The pizza had been blended into life of people in Naples, and popular but not unique food for the common people.
It is simple, delicious, inexpensive, can be eaten standing up, easy to digest, plenty of volume, and a lot of nutritional value so on. Because it has various charm, it likely has been familiar in not only Naples but also throughout Italy and all around the world. However, it is relatively recent that pizza was established a reputation such as today’s pizza in Italy except Naples. This is after pizza moved into the limelight with the pizza boom in 1960s.

Let’s introduce the minimum requirement of pizza for “True Neapolitan pizza”.

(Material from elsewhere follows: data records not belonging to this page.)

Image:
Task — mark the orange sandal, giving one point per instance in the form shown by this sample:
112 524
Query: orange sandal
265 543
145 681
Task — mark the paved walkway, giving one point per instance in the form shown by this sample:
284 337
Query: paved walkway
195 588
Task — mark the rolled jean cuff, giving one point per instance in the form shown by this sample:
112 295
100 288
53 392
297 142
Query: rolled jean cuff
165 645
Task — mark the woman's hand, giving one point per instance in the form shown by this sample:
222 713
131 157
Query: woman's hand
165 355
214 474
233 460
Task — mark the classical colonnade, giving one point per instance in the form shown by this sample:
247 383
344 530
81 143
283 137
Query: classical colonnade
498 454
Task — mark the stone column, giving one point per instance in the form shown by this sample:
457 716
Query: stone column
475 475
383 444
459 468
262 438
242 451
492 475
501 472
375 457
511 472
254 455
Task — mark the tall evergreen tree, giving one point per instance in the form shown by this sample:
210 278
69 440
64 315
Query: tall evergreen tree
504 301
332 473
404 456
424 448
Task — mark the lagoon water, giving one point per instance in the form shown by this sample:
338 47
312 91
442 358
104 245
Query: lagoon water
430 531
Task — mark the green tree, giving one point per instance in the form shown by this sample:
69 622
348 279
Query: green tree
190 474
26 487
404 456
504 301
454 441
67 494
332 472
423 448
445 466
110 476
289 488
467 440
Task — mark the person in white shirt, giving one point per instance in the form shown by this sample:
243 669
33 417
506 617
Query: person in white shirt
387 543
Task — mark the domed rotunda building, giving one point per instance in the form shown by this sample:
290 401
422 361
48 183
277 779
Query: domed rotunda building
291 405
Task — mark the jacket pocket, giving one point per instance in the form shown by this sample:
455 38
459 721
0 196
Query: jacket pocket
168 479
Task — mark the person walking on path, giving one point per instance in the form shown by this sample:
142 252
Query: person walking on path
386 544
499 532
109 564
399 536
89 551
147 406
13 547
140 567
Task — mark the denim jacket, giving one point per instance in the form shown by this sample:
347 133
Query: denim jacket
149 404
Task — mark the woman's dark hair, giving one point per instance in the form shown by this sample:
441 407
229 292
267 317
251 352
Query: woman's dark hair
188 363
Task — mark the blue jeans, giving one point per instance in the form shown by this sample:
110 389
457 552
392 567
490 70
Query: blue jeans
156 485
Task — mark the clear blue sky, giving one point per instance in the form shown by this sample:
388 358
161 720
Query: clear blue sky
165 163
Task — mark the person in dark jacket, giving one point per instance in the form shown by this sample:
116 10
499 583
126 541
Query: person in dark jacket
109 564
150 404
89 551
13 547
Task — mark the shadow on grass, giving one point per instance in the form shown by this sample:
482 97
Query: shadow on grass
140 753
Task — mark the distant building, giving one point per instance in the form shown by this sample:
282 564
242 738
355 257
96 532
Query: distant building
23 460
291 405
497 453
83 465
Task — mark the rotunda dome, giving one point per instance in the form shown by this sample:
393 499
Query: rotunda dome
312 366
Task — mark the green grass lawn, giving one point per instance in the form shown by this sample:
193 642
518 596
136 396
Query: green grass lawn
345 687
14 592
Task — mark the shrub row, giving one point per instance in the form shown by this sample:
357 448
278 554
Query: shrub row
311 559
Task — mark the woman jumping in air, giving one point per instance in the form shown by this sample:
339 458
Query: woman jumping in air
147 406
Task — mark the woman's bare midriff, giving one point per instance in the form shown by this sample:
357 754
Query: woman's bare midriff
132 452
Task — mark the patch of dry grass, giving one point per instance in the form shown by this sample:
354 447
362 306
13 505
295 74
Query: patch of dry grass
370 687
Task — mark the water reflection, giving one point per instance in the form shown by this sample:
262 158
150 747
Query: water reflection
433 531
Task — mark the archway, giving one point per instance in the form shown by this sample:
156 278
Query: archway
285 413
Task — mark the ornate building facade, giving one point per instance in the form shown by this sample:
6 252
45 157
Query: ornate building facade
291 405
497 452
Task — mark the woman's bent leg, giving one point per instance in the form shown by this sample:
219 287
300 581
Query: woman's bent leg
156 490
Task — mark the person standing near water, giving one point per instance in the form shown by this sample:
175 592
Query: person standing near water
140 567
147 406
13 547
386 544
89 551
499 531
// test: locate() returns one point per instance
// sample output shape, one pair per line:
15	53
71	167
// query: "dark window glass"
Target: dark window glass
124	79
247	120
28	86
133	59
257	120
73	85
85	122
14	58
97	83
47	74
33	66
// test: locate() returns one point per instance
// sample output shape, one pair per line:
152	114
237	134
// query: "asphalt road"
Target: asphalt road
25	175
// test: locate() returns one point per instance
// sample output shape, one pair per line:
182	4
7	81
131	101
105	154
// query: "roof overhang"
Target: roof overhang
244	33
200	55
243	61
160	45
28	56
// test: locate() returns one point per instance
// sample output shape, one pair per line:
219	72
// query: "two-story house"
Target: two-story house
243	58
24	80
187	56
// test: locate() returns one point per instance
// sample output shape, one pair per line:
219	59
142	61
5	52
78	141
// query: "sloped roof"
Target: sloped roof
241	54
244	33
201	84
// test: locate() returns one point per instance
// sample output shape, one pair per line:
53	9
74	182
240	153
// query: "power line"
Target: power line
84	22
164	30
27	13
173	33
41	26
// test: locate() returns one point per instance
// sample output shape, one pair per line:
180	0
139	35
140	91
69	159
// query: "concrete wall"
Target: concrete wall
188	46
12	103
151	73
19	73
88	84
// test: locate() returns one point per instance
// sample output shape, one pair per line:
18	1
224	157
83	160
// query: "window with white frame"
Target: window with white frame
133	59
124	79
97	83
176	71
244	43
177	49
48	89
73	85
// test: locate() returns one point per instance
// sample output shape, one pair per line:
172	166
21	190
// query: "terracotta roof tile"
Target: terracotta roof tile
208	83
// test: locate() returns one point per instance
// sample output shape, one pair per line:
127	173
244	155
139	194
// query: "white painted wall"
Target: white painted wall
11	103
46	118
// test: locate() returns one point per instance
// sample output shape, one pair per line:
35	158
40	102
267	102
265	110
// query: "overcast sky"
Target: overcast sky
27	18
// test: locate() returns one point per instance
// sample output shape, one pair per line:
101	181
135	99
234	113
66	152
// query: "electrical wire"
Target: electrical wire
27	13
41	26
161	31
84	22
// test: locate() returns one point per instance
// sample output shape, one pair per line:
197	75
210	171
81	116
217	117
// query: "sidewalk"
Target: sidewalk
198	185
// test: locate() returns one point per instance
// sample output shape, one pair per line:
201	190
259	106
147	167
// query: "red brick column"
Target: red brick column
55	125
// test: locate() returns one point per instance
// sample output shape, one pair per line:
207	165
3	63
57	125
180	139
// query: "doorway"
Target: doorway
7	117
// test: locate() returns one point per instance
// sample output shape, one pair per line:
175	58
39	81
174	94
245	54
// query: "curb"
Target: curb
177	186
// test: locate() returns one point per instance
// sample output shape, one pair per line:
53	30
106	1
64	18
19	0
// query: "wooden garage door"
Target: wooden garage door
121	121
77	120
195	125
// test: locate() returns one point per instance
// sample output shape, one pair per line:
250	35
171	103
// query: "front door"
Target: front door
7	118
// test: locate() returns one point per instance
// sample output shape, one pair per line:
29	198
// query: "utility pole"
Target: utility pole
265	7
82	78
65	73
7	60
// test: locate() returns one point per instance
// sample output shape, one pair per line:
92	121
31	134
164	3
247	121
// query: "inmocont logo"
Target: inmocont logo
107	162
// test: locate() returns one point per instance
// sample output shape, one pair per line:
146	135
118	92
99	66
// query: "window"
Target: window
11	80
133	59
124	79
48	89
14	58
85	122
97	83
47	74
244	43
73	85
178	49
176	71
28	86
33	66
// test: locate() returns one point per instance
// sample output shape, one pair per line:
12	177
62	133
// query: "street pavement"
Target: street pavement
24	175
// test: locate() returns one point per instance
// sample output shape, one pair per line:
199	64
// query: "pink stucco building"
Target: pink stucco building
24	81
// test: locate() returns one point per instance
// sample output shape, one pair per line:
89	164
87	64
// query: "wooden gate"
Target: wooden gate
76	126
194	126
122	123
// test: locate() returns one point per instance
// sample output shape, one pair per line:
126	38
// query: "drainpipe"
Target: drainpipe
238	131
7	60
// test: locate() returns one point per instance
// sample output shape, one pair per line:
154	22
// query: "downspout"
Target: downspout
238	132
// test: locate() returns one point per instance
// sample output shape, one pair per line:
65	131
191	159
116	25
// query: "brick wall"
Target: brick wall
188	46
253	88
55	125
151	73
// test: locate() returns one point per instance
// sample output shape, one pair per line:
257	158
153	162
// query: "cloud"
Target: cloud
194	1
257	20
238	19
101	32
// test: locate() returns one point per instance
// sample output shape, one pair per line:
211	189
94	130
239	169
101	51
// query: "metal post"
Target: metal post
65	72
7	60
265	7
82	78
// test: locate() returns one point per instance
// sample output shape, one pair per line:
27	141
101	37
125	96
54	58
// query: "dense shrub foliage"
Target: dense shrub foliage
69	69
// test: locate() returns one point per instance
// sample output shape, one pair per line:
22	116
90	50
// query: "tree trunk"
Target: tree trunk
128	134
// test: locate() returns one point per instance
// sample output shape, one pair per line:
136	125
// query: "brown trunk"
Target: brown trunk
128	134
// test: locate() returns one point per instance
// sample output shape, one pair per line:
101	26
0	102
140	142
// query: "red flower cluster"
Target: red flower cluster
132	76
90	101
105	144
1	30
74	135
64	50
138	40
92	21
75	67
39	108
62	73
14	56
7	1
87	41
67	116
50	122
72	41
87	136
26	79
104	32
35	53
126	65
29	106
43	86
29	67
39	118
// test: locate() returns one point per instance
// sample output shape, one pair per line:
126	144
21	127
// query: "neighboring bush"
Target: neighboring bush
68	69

Material used in the dough is only four flour, water, yeast, and salt

Material used in the dough is mainly four flour, and water, yeast, and salt. The oil is allowed to be “sprinkled on top” in order to have a good condition of baking. But it is strictly prohibited to mix it into pizza. When the oil is mixed into pizza, it is not called Neapolitan pizza. The dough is allowed to be mixed up with hands or a blender.

Roll out the dough using only hands

You may place the risen dough on the marble worktops, and roll out the dough by “hands” sprinkling flour on it not to stick the dough. When you bake the dough, the outer periphery should be banked and like the frame (cornicione). This frame plays the role of the stopper, and prevents the filling from flowing out.

Bake directly at the floor of the kiln

The internal temperature of the kiln is more than 500 degrees Celsius. By burning a few hours before baking, you can keep the temperature required to cook. Skilled crafts men put a pizza on the best position of 400 – 450 degrees in the kiln with Pala, which is long shank tool for moving a pizza. It takes one minute to bake pizza. Baking pizza in short time makes the pizza not-powdered, with crispy surface and soft inside.

The finish is soft and has “frame”

Swelling periphery and “Good Face” is also Neapolitan pizza’s feature. If “Frame” mentioned above, called “Cornicione”, is uneven and has browned in places, it looks delicious indeed. It is also important that pizza has good flavor like freshly baked bread. The middle of it should be soft. People often eats Neapolitan pizza standing up. That is the reason because Neapolitan pizza must be easily fold or four-fold.

Be particular about the material placed on the pizza

■ Oil: Sprinkling the oil on top of the various material placed at the center of the dough. For cooking it is important to choose the oil that is stable at high temperatures and not easy to be oxidized. Olive oil is the most appropriate, specially extra virgin olive oil.

■ Tomatoes: Use canned tomatoes that is easy to adjust moisture compared to raw tomatoes. This is the way of Naples. The tomatoes must be “San Marzano”.

■ Cheese: Type of cheese to be used for pizza must be mozzarella. In addition, Parmigiano, Grana Padano and sprinkling with powdered Pecorino is also allowed.

■ Basil: The terms of the association says “It is suggested to put the leaves of basil on all pizza”. Basil is allowed to be used regardless of the type of pizza. Basil is herb that has been a favorite in Naples.